First we've got to get a column written for the Post. Then there are about a dozen people to call for a magazine article we're going to work on. There's about an hour of tedious scutwork where you get to piece out the phone bill. And the office needs cleaned -- you want to start there?

Dad, that's sexist, making me clean while you do the exciting stuff.

But you said writing is real boring work, and cleaning my office can be quite interesting, especially if you've been studying fungal growths in biology.

Abby offered her usual reply. Dad, it's 'Take your daughter to work day,' not 'Put your daughter to work day.'

But what are you supposed to do? I asked. Just sit there and look over my shoulder, I guess. I can't write with somebody looking over my shoulder, and so I can't do my usual work with you around, and that defeats the whole purpose, doesn't it?

Abby agreed. School's a lot easier than work, anyway. She further observed that since she's the only one in the household with an outside job, maybe she should ask her employer about Bring your parents to work day.

It might be good for you, dad, she explained. Nobody ever yells at you for being five minutes late, or tells you how to dress for work, and you can swear and smoke and belch all you want to while on the job -- you ought to find out how the rest of the world works.

I told her I'd been there and done that, and I asked her if there was any merit to the logic behind Bring Your Daughters to Work Day. The theory is that girls get less attention in school, and they lose self-esteem in adolescence, and if they get a special day in the workplace, then they'll get mouthy in class, just like boys, and do better in school and all that.

But girls already do better in school, Abby pointed out. We don't drop out as much as boys do, more of us go to college, we get higher grades -- I don't know how they can say that schools work against girls.
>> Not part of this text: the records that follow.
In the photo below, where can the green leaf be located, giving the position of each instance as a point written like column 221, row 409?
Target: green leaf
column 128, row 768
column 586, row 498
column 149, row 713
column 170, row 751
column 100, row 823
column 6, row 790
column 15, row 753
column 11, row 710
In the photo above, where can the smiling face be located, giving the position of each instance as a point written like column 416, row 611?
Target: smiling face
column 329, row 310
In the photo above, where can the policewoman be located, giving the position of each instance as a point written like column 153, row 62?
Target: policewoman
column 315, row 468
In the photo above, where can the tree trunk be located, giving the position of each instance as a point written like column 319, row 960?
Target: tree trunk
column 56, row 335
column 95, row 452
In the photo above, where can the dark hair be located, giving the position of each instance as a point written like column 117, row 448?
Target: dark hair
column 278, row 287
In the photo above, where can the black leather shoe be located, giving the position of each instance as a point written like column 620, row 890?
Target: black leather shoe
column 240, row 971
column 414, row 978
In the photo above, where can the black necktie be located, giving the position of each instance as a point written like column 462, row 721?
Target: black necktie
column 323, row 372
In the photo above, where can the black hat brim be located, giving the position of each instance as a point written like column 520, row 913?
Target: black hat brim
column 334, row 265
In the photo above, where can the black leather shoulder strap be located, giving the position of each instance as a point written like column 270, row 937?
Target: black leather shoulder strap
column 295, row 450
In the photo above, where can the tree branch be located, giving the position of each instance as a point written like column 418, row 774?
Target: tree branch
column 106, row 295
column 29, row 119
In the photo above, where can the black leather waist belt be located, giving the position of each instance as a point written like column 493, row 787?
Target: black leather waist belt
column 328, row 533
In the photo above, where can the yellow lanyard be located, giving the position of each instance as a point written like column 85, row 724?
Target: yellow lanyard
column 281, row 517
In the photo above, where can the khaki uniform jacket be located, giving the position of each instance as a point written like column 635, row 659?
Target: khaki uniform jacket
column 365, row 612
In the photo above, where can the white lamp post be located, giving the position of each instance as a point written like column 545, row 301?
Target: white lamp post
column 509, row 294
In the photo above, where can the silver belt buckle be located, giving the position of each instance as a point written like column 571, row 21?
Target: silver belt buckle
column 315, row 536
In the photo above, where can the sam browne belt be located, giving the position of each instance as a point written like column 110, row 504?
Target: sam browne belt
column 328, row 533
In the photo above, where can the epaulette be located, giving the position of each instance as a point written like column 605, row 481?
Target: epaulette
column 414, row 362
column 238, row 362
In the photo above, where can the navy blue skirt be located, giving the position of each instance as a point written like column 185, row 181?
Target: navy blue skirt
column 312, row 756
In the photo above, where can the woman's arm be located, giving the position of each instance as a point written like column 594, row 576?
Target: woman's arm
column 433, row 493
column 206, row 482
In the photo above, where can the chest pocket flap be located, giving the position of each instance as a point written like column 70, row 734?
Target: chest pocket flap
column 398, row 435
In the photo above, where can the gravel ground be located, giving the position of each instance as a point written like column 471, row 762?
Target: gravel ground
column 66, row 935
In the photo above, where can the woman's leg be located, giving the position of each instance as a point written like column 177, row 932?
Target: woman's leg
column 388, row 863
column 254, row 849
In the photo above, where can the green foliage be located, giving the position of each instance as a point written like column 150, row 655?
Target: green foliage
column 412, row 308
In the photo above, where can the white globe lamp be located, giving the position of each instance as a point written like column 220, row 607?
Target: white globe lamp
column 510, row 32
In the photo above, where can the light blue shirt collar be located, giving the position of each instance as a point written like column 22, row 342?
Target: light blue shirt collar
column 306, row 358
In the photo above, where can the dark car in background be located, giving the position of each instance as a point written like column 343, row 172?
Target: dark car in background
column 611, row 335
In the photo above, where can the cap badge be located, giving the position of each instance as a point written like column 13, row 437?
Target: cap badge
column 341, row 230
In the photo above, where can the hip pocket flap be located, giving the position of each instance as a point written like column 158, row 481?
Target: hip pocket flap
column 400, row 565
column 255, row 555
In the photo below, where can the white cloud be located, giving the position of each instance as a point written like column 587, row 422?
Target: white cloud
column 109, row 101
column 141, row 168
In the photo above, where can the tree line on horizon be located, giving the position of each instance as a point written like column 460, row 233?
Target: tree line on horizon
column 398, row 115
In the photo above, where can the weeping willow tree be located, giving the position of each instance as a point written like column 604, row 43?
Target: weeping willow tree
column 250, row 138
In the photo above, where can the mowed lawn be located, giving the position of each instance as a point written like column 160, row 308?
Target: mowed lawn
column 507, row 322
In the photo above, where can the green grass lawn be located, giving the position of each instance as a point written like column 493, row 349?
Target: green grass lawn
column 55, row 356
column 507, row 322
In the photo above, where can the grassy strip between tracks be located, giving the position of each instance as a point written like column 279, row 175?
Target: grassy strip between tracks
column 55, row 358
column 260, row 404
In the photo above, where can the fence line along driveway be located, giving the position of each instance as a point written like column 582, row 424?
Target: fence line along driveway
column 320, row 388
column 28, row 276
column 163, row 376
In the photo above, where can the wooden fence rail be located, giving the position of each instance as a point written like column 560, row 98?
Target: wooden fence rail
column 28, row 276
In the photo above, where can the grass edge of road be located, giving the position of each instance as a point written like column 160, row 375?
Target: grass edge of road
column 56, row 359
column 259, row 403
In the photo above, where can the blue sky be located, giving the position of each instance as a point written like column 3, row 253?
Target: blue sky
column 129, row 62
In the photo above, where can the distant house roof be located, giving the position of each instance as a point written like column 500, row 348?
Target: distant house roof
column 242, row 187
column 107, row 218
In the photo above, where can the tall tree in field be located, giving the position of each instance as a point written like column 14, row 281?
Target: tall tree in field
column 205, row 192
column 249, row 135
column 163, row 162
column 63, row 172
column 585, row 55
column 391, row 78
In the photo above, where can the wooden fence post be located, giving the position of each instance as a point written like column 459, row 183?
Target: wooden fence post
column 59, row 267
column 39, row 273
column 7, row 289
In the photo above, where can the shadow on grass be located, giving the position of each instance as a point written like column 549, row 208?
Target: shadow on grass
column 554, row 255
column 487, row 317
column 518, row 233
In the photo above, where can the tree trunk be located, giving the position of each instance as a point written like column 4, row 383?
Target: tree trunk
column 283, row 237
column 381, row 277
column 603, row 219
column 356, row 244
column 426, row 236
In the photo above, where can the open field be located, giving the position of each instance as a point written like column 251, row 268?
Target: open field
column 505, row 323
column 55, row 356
But what about math? I asked. I was in an accelerated math program in junior high and high school. When we started with eighth-grade algebra, it was about evenly mixed. But by my senior calculus class, it was all boys. The girls who dropped out along the way were pretty smart -- there's got to be a reason.

Abby noted that You were always worried about that, so you threatened to chain me and Columbine in the cellar, feeding us nothing but bread and water, if we didn't go all the way through on math.

Well, as a parent, you do what you must. Abby did agree that many girls lose self-esteem at the onset of adolescence, but that's hardly our fault. Look at any magazine for teenage girls.

So I did -- an old issue of Young & Modern. Its scented and colorful pages teemed with articles like How to attract an awesome hunk, Getting an even suntan so guys will flock to you and Are you a good kisser?

In short, the goal of a teen-aged girl is to attract a teen-aged boy, not to ace a calculus test.

Further, the magazine's theme is that the typical teenaged girl is ugly and repellent unless she invests in the proper perfume, cosmetics, nail polish, clothes, etc.

The whole idea is to get you to think you're repulsive the way you are, Abby said, but you'll be cool and popular if you just buy all this stuff that most girls can't afford. So of course we'll have self-esteem problems. These magazines are in business to give us self-esteem problems, which we can cure by spending a lot of money on Cover Girl cosmetics, Jordache jeans, Calvin Klein fragrances, Maybelline lipstick, Studio Line gels, whatever.

There must be billions of dollars invested in promoting poor self-esteem in teen-aged girls, I said. It's a huge industry. Make girls feel inadequate, and ten sell them some temporary feelings of adequacy with the right clothes or cosmetics.

The Ms. Foundation folks can take daughters to work all they want to, Abby said, but until they burn every copy of those magazines, teen-aged girls will still feel inadequate. All the forces of Madison Avenue and Wall Street are organized to make us feel inadequate, and nothing's about to change that.

She took off for school, and I told her to kick some serious butt on her calculus test. But first I thanked her for coming to work with me to produce a column.